The real change does not come from loving louder. It does not come from our humanistic attempts to throw out hate. It comes from loving Him who first loved us. A love that is strong enough to change hearts–ones not conformed to this world, but renewed by His restoration in our everyday lives.
In the middle of floods and fires and fighting, I pray that we hold close those who are hurting. May we weep with the broken hearted and welcome in those who are displaced. May we do good things with the hands God gave us. May we call evil what it is and speak truth. May we walk in The Way, narrow though it may be.

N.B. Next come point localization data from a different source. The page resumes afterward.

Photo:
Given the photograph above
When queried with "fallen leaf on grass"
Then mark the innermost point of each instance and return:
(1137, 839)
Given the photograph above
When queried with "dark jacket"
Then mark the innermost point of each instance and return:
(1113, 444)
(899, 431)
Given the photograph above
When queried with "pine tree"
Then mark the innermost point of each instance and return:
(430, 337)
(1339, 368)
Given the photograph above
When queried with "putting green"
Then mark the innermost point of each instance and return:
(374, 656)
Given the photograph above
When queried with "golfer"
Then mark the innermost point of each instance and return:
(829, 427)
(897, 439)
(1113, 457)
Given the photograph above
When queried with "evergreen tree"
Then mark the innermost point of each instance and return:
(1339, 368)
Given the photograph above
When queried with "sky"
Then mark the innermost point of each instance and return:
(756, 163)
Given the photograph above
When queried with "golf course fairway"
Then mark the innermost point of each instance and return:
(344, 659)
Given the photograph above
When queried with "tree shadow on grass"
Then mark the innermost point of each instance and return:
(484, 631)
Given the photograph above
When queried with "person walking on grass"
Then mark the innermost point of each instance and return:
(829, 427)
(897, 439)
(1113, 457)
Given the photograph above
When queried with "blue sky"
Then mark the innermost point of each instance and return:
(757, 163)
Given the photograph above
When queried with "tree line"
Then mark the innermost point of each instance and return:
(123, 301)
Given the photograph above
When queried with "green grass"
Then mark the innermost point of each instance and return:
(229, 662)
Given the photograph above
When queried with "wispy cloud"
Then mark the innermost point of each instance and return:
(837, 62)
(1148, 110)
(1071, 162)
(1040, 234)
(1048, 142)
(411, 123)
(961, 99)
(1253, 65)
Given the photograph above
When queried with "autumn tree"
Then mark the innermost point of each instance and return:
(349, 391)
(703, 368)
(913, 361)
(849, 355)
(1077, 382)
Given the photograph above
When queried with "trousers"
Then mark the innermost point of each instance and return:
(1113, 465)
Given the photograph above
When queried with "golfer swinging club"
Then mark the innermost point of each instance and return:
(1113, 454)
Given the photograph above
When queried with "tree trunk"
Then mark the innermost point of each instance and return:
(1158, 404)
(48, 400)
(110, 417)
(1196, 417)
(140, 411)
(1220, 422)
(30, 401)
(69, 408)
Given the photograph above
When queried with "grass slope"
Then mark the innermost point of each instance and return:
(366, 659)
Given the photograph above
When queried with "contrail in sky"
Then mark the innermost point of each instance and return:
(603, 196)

May we have the humility and wisdom look at our own lives and face the hypocrisy, not being deceived by the norms of culture. May we look different, choosing to welcome the truth and freeing up more space to love for real.
In the aftermath, let us be better than hate. Let us be better than politics and agendas. Let us be better than saying all the right things and taking all the right pictures. Let us be better than our pathetic attempts at some version of empty love.
I will give them a heart to know that I am God, and they shall be my people and I will be their God, for they shall return to me with their whole heart. Jer. 24:7
Let us be transformed. Let us be different. Let us give Him our hearts and let us be His people.